Я много раз говорил с Артуром, внимательно следил за его работой и убеждался в том, что этот случайный литературный заказ начинал играть в его жизни значительную роль. Впервые за все время Артур стал понимать, что в его несчастном и нелепом существовании было еще что-то, о чем он до сих пор думал только урывками и изредка, – какое-то гармоническое представление об искусстве и проникновение в то, что вдохновляло художников, поэтов и композиторов, о которых он писал. И то расстояние, которое было между его представлением о том, каким он был, и тем, каким он хотел бы быть, это расстояние теперь начинало сокращаться. И в этом был главный смысл его теперешней литературной работы.
В одном из разговоров со мной Мервиль сказал, что у Лу бывают иногда припадки сомнения и что хотя все, казалось бы, обстоит совершенно благополучно, остается еще что-то, как он выразился, этап, который нужно пройти.
– Как ты хочешь, чтобы все мгновенно изменилось? – сказал я. – Это долгий и медленный процесс, мой милый, вряд ли это может быть иначе.
– То, в чем мне до сих пор не удалось ее убедить, – сказал он, – это в необходимости забыть о своем прошлом. Тем более что, в конце концов, ты понимаешь, никаких преступлений она не совершала и ей не в чем себя упрекать, я знаю всю ее жизнь. Но она несколько раз говорила мне слова, в ответ на которые я только пожимал плечами: «Может быть, я не имела права связывать свою жизнь с твоей, и дай бог, чтобы я в этом не ошиблась». Тебе не кажется, что это просто нелепо?
– Нет, – сказал я. – Я думаю, что, может быть, это не так просто и не так нелепо, как тебе кажется.
Значительно позже, когда я вспоминал о том периоде времени, началом которого можно было считать открытие кабаре Эвелины, я думал, что стремительное движение событий, которого потом мы все стали невольными участниками, казалось особенно неожиданным после того, как все предшествовавшее им развивалось с неизменной медлительностью.
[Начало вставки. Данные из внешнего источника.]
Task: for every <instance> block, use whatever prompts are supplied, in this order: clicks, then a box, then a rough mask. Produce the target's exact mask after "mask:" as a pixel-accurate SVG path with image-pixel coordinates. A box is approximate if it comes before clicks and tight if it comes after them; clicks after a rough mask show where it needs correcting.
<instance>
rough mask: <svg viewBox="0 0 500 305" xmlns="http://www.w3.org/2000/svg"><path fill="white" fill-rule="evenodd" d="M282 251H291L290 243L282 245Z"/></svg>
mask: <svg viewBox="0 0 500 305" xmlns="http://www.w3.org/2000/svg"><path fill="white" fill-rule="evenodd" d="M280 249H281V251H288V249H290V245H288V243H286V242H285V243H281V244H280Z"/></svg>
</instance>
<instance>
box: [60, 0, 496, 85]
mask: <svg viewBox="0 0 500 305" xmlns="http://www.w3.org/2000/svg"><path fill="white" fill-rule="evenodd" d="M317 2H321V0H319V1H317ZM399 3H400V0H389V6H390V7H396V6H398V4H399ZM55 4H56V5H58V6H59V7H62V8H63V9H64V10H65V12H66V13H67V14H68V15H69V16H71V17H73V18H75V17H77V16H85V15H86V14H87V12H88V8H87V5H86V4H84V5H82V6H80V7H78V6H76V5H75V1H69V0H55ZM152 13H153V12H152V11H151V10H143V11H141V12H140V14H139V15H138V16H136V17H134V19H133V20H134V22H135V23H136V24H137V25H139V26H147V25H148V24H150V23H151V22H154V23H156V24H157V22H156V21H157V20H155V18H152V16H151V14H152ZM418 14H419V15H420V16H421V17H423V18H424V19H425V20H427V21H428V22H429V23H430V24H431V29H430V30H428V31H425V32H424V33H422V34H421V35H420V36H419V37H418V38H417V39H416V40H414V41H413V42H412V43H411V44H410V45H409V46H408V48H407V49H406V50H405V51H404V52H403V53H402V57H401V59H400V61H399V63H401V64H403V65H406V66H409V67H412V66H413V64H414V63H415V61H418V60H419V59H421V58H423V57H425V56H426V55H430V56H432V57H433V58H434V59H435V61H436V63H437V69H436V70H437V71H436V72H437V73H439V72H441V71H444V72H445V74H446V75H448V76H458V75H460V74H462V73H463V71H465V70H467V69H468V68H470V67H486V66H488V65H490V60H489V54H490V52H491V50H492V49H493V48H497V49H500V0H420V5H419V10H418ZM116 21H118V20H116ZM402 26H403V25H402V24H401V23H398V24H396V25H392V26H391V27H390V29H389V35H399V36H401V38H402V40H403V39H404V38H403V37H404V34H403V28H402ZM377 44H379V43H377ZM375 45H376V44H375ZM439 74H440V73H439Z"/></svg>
Она была во всем – спокойная жизнь Мервиля и Лу в Париже после ее исчезновения, возвращения и поездки в Америку и Мексику; медленно шли, один за другим, дни в Сицилии, где был Андрей, и его путешествие во Францию не нарушило ни его душевного спокойствия, обретенного после стольких лет судорожного ожидания и несбывшихся надежд, ни безмятежного существования, которое он вел теперь. Та к же медленно писалась книга Артура, и, казалось, ушло в прошлое то время, когда он не знал, что будет с ним завтра. В жизни Эвелины после ее расставания с Котиком началось то постепенное ее перевоплощение, которому я был свидетелем, и не было больше ни вздорных проектов, ни увлечений, ни того, что было раньше, – бурных перемен, отъездов и возвращений. Она реже стала бывать в своем кабаре и много времени проводила дома, погруженная в размышления о том, над чем она прежде никогда не задумывалась. И только в моей жизни все, казалось, продолжало быть как раньше, без изменения ее замедленного, как всегда, ритма, – то же одиночество, та же неподвижность, о которой столько раз говорил мне Мервиль.